Some on Wall Street don’t think the comeback rally can be sustained
The Federal Reserve’s commitment to reduce inflation and ease recession fears has sparked a relief rally in the market. the S&P 500 it is now 14.2% above its 52-week intraday low of 3,636.87 from June 17. The benchmark index is also coming off its best month since November 2020, gaining more than 9% in July.
However, some on Wall Street are skeptical that the rally can be sustained for much longer.

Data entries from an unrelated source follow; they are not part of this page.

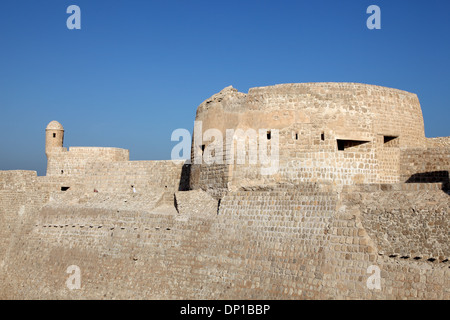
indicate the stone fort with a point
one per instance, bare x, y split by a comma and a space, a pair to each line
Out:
358, 186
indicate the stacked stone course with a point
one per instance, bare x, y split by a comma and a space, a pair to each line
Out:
225, 231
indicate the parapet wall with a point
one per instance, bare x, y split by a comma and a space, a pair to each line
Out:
306, 242
425, 165
439, 142
17, 180
145, 176
73, 162
313, 119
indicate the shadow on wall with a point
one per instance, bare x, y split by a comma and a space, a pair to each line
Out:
431, 177
184, 179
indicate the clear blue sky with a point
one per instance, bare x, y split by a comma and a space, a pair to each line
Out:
138, 69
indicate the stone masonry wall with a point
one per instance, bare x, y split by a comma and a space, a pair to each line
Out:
311, 118
425, 165
307, 242
73, 162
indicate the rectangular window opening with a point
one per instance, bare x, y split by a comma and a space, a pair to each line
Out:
390, 140
346, 144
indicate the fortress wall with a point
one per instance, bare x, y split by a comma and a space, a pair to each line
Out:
347, 108
17, 180
301, 243
425, 165
15, 206
146, 176
73, 162
407, 228
311, 118
440, 142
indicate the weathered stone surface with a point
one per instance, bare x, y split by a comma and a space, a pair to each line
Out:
309, 232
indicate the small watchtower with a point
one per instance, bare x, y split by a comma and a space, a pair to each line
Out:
54, 137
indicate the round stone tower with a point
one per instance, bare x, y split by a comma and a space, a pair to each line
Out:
54, 137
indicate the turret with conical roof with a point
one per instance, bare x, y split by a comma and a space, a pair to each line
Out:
54, 137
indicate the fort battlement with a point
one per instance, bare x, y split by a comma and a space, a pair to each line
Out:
358, 185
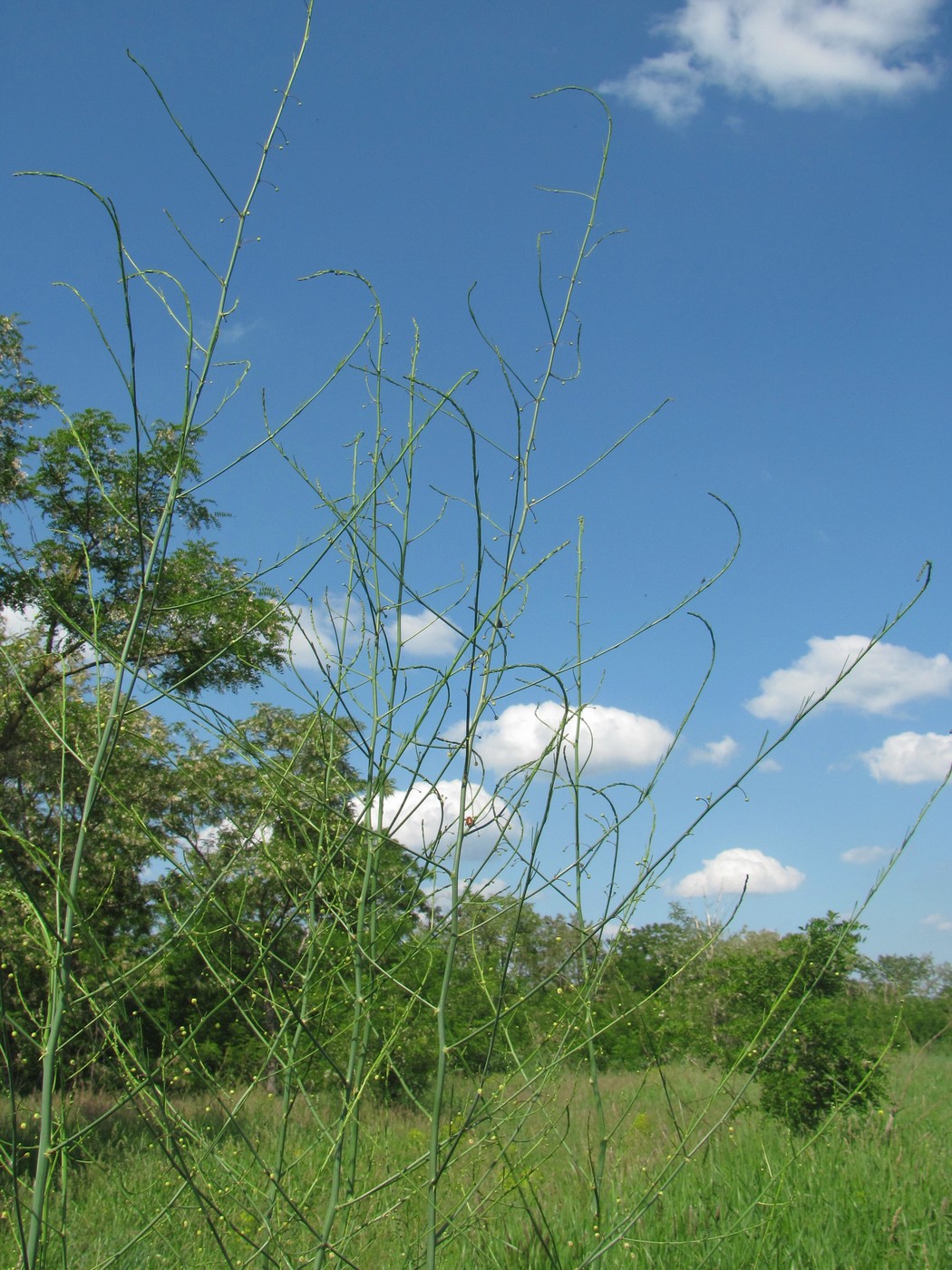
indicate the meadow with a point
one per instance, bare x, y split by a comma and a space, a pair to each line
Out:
688, 1181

Max Kettner, chief multi-asset strategist at HSBC Bank, said the return is “illusions”, and you would need to see a further price revision of rate hike expectations and another sharp drop in real yields to believe it.
widely followed Morgan Stanley’s Mike Wilson he also called this rally short-lived as corporate profits are starting to deteriorate.
Consumer discretionary leading gains, energy lagged most this week so far
Six of the 11 S&P 500 sectors were in the green week to date, led by consumer discretionary, which is up 2.9%.
The most negative sector this week has been energy, which has fallen more than 8% and is on track for its worst week since June 17. The drop in energy names came amid a drop in oil prices. WTI is down more than 10% this week, on pace for its worst week since April.